Meskipun daftar menu telah ditentukan oleh Kementerian Haji dan Umrah, variasi sajian tetap dirancang mencerminkan kekayaan kuliner dari berbagai daerah di Indonesia. Jemaah akan menikmati ragam hidangan khas dari Kalimantan, Sulawesi, Jawa, hingga Sunda dan Pekanbaru.

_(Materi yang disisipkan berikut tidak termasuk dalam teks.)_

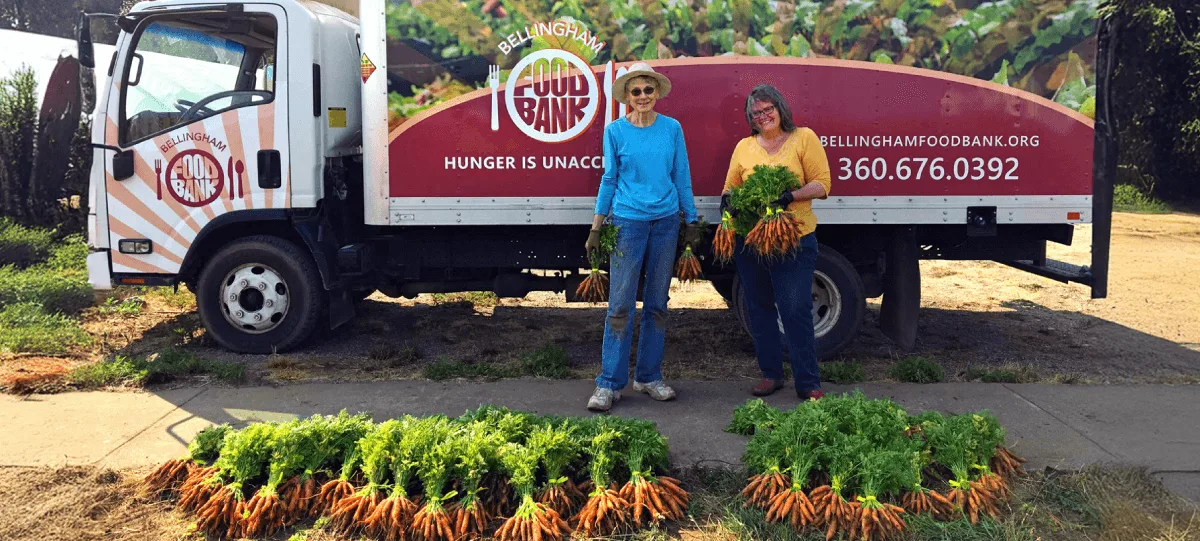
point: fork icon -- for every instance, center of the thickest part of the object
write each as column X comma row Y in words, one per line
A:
column 157, row 176
column 493, row 80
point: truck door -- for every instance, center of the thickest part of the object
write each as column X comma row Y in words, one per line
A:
column 197, row 126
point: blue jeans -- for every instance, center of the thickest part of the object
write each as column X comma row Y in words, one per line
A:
column 653, row 245
column 786, row 284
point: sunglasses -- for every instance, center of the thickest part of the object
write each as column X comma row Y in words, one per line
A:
column 648, row 90
column 763, row 114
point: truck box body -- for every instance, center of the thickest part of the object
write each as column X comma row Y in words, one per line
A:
column 286, row 158
column 982, row 144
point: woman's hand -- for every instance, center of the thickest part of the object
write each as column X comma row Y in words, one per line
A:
column 694, row 234
column 593, row 241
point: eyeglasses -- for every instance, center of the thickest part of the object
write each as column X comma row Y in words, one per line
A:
column 648, row 90
column 762, row 114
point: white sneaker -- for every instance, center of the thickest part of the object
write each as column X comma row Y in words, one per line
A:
column 658, row 390
column 603, row 400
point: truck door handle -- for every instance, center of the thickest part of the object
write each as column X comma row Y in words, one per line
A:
column 270, row 169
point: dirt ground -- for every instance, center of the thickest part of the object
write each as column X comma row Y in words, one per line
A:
column 975, row 316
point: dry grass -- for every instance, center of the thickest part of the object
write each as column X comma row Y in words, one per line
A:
column 72, row 504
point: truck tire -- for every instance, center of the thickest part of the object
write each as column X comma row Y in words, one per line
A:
column 261, row 294
column 839, row 304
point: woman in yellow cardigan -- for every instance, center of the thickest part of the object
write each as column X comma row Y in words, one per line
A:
column 785, row 282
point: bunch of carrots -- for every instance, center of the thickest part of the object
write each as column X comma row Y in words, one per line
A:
column 856, row 467
column 594, row 287
column 264, row 479
column 768, row 229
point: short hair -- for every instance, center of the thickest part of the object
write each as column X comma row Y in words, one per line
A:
column 766, row 92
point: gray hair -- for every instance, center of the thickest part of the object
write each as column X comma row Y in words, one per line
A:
column 766, row 92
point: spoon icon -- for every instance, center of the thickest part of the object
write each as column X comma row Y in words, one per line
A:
column 240, row 168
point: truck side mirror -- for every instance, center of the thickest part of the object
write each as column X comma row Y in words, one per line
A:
column 83, row 38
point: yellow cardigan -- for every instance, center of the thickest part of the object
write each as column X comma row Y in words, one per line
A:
column 802, row 152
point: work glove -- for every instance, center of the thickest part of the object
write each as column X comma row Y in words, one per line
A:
column 727, row 205
column 593, row 241
column 785, row 199
column 694, row 234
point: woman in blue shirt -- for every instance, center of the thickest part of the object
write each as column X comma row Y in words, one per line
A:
column 646, row 186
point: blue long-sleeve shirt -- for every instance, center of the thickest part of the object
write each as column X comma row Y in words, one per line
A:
column 646, row 174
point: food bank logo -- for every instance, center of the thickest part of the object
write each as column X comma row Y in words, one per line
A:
column 552, row 95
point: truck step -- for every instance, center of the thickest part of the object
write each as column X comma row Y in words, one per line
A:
column 1061, row 271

Sejumlah menu andalan seperti rendang daging dan ayam woku turut disiapkan untuk menghadirkan rasa autentik. Abdurrahman menjelaskan, selain menggunakan bumbu dasar dari otoritas setempat yang umumnya berbentuk pasta, pihaknya juga menambahkan racikan rempah segar. Bahan seperti serai, lengkuas, daun jeruk, daun salam, kunyit, dan jahe didatangkan langsung dari Indonesia guna memperkuat cita rasa.

Tahun ini juga terjadi penyesuaian dalam penyediaan menu khusus lansia. Jika sebelumnya porsi makanan seperti nasi tim atau bubur ayam disiapkan sekitar 10 hingga 20 persen dari total produksi, kini penyajiannya dilakukan berdasarkan permintaan. Kebijakan ini diambil setelah evaluasi menunjukkan banyak menu lansia yang tidak terserap pada musim sebelumnya.

Dalam operasionalnya, Katering Meez Marry memperoleh kuota untuk melayani sekitar 10.000 jemaah. Jumlah ini menurun dibandingkan musim haji sebelumnya yang mencapai 14.000 jemaah. Penyesuaian tersebut merupakan bagian dari kebijakan pemerataan kuota, yang menjadikan perusahaan ini sebagai salah satu dari empat penyedia katering berskala besar yang dipercaya menangani ribuan jemaah.

Untuk mendukung kelancaran layanan, dapur Meez Marry diperkuat oleh tenaga profesional yang memahami selera kuliner Indonesia. Sebanyak 22 pekerja asal Indonesia menjadi tulang punggung operasional, didukung oleh tenaga tambahan dari Pakistan guna memastikan distribusi makanan berjalan tepat waktu dan efisien.